The Challenge With Speech Analytics
The challenge of providing applicable training samples can be overcome using various methods. Custom models can be developed using previously recorded interactions as training samples. Many novices to using Speech Analytics don’t realize that an out-of-the-box solution isn’t tuned to their enterprise – and that much work (and expense) will be required to do so.

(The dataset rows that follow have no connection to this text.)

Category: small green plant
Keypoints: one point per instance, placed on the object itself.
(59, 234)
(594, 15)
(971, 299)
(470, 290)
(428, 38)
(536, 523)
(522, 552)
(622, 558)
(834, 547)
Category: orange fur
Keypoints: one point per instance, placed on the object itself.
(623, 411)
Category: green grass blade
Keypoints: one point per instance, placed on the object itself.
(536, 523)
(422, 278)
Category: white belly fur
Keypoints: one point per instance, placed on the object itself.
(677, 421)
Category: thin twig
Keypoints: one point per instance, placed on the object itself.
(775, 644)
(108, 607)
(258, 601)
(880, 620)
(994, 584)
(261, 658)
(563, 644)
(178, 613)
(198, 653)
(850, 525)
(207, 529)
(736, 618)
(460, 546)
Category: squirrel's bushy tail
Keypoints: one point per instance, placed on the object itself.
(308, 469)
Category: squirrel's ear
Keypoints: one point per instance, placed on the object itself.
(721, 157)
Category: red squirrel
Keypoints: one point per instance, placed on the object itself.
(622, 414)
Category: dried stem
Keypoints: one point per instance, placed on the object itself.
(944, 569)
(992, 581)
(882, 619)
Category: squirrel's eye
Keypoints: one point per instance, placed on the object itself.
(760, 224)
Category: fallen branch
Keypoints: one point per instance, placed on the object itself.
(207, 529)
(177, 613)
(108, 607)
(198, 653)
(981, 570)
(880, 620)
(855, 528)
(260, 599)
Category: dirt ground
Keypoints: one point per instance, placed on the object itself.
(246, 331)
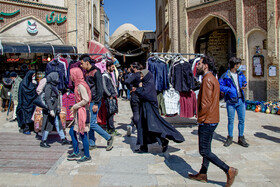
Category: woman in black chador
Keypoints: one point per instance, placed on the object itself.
(152, 127)
(26, 95)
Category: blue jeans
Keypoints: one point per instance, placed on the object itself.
(205, 136)
(95, 127)
(128, 94)
(75, 142)
(240, 108)
(61, 134)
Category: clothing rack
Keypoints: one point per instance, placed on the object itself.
(79, 54)
(195, 54)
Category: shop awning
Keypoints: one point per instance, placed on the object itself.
(36, 48)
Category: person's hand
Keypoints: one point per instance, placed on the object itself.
(94, 108)
(244, 86)
(52, 113)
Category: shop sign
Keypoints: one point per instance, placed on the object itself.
(8, 14)
(32, 27)
(53, 18)
(13, 60)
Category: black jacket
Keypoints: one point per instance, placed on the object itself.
(109, 86)
(152, 127)
(133, 81)
(94, 81)
(52, 100)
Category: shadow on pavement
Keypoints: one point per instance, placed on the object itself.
(271, 128)
(216, 136)
(265, 136)
(180, 166)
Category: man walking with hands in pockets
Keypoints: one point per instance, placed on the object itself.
(208, 119)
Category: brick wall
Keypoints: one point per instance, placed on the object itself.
(218, 47)
(33, 11)
(255, 14)
(225, 9)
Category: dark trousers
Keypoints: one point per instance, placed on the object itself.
(110, 117)
(135, 109)
(205, 135)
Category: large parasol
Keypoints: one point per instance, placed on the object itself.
(97, 48)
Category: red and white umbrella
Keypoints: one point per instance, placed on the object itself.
(97, 48)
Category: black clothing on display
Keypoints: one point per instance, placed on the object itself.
(152, 127)
(26, 95)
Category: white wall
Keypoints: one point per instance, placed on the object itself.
(18, 33)
(53, 2)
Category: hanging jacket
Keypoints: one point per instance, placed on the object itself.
(160, 73)
(183, 79)
(94, 81)
(108, 85)
(56, 66)
(15, 88)
(228, 86)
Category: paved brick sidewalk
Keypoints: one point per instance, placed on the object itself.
(258, 164)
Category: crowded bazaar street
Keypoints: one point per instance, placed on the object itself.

The second major challenge is to make sure that the system is free of noise, so there’s no interference to the “signal” (phoneme, word, or phrase) that the system is trying to match. Having a noise free telephone recording environment is like asking an infant to eat baby food without making a mess: it’s not going to happen. Telephones are themselves noisy – narrow-band audio requires high compression, handset and headset microphones are made for
robustness and cost more than fidelity, and chances are extremely high that at least one-party in a two-party or multi-party call is using a cell phone. And that doesn’t include issues like background noise, stammering, coughing/sneezing, guttural sounds, speakers talking at the same time, or other noise sources. Accuracy is a function of the engine, to be sure, but more to the point, it’s a function of how well the engine can match a particular audio sample to its library of “learned” samples, given the noise in the sample. You can’t assign an accuracy value to an engine anymore than you could assign a speed value to a mountain climber. The answer is always another question – “which mountain?”